2021
Author(s): El Sibai RH, Bachir RH, El Sayed MJ
Out of hospital cardiac arrest (OHCA) remains a leading cause of mortality among adults in the United States. Environmental impact on incidence and outcomes of OHCA has not been fully investigated in recent years. Previous studies showed a possible increase in incidence and mortality in winter season and during seasons with temperature extremes. This study examines seasonal variation in incidence and outcomes of OHCA in the United States.Retrospective study of adult OHCA using the Nationwide Emergency Department Sample was carried out. Monthly incidence rate per 100,000 ED presentations was calculated. Survival rates for each month of admission were examined by hospital region. Multivariate analyses were conducted to determine the effect of the season and month of admission on survival.A total of 122,870 adult OHCA cases presented to emergency departments (EDs) in 2014 and were included. Average incidence of OHCA cases was 147 per 100,000 ED presentations. Overall survival rate in the study population was 5.6% (95% confidence intervals [CI] = 5.4%-5.9%). Patients had an average age of 65.5 (95% CI: 65.3-65.7) years and were mainly men (61.8%). Rates of OHCA presentations were highest during December and January (9.9% and 10.0%) while survival rates were lowest during December (4.6%) and highest in June (6.9%). Regional variation in OHCA outcomes was also noted with highest average survival rate in West (7.8%) and lowest in South (4.3%).

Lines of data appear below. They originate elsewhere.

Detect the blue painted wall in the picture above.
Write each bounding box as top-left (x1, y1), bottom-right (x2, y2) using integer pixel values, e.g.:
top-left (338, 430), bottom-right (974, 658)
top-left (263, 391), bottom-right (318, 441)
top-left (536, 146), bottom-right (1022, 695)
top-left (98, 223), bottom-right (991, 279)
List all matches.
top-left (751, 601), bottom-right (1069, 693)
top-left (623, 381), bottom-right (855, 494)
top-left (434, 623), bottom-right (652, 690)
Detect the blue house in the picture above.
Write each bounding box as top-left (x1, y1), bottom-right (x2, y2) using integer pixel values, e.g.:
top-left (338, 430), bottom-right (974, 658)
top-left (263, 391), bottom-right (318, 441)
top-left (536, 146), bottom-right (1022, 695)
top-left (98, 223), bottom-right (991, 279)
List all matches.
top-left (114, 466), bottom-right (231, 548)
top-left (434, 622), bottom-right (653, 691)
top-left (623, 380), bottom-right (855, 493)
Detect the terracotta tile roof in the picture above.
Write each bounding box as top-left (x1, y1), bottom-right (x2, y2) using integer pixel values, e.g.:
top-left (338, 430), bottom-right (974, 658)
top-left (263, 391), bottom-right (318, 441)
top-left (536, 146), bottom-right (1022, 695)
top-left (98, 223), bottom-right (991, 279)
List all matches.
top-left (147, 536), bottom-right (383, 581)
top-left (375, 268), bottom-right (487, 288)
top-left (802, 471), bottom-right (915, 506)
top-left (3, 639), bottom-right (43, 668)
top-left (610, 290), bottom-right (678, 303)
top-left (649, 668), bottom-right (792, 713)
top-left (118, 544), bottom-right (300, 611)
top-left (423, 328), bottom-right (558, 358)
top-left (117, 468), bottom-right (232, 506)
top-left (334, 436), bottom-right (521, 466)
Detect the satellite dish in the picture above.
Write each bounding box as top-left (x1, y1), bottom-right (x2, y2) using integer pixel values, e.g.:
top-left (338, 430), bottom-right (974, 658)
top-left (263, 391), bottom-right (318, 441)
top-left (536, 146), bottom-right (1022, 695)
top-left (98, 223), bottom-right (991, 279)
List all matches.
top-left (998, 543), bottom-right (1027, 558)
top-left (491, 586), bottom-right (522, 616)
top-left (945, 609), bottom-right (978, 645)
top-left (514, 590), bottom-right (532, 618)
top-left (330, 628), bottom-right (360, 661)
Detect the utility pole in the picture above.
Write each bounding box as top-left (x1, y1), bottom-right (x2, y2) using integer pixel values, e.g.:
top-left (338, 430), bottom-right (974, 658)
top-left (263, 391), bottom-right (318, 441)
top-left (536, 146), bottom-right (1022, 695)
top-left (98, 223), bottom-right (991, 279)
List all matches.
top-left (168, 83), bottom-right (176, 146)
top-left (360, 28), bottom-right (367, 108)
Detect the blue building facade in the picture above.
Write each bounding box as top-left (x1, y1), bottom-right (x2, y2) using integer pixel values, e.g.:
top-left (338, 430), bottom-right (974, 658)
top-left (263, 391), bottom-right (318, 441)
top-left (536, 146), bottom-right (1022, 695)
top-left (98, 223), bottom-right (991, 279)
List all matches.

After adjusting for confounders including region of hospital, Summer season (Ref: all other seasons), and more specifically month of June (Ref: all other months) were found to be positively associated with survival (OR 1.27, 95% CI [1.07-1.52], P-value = .008) and (OR 1.43, 95% CI [1.08-1.89], P-value = .012 respectively).Incidence and outcomes of out of hospital cardiac arrest presentations to the emergency departments in the United States have seasonal variation. Both incidence and mortality of OHCA increase during colder months, and survival is significantly higher in summer season or in June. Exploring how to use this variation to improve outcomes through refresher training of medical providers or through other mitigation plans is needed.